A title clerk training program, which can last 1-2 months, covers procedures for routine record-keeping and recording of transaction details in businesses that require the transfer of written contracts or titles to establish ownership. Title clerks are employed in the real estate, automotive and mining industries, though most stand-alone training programs are in the automotive industry. To be eligible for a title clerk program, applicants should possess their high school diploma or GED. Some prior coursework in a related field such as accounting, math, business or computers may also be helpful.
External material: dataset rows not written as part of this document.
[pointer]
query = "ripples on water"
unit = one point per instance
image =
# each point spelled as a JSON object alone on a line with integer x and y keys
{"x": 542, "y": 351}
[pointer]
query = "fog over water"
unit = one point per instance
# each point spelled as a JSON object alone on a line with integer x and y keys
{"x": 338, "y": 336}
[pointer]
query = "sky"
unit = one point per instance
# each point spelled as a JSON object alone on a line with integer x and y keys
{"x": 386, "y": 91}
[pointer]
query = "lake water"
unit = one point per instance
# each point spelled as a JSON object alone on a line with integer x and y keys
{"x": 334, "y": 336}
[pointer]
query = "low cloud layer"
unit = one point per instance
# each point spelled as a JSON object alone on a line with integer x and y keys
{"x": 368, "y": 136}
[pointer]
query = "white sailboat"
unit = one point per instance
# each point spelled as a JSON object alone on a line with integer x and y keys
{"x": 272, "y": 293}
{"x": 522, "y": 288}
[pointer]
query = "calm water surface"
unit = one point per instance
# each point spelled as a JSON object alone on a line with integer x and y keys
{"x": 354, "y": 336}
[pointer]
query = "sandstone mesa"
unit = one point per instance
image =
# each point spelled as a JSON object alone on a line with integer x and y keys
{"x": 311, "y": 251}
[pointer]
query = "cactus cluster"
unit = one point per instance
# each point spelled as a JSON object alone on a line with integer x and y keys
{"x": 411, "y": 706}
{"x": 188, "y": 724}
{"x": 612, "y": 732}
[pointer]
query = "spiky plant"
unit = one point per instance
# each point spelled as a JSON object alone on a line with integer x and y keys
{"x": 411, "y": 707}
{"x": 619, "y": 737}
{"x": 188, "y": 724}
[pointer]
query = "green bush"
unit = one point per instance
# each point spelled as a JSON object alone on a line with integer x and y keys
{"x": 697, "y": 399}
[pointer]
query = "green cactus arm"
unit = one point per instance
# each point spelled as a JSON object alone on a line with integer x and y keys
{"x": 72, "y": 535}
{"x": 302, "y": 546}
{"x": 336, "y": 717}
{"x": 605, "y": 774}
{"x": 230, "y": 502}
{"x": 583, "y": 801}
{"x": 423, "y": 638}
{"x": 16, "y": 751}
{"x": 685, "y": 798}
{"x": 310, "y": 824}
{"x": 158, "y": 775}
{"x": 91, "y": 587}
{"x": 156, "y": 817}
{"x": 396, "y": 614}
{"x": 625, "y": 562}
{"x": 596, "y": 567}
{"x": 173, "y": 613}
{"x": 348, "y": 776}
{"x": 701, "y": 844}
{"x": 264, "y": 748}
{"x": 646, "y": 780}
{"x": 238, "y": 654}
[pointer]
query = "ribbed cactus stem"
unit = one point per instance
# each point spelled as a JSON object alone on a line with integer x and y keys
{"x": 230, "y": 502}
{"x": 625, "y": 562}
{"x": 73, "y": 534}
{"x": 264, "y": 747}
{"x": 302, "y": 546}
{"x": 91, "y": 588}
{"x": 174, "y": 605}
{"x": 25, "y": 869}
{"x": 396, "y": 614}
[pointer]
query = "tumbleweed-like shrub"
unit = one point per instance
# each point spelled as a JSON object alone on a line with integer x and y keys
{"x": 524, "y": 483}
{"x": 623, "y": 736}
Title Clerk Training Programs
Programs intended to train title clerks typically consist of one course that addresses multiple topics. The following are among those likely to be part of a title clerk course:
- Contract preparation and submission
- State title regulations
- Title research
Employment Outlook and Salary Info
People who complete a title clerk training program are qualified to work for car dealers or state Department of Motor Vehicles (DMV) agencies as title clerks. However, many receive their training on the job. According to PayScale.com, title clerks earned median salaries of $31,801 as of January 2016.
Continuing Education Information
Title clerk training programs generally don't provide academic credit toward a certificate or degree. However, the skills gained in a training program coupled with work experience may facilitate a move into a position as a real estate title examiner, possibly in conjunction with a real estate course or courses.
Enrolling in a title clerk training program may be a good option for those hoping to find jobs in different fields that require the handling of titles and contracts since it provides the technical and practical training needed for work.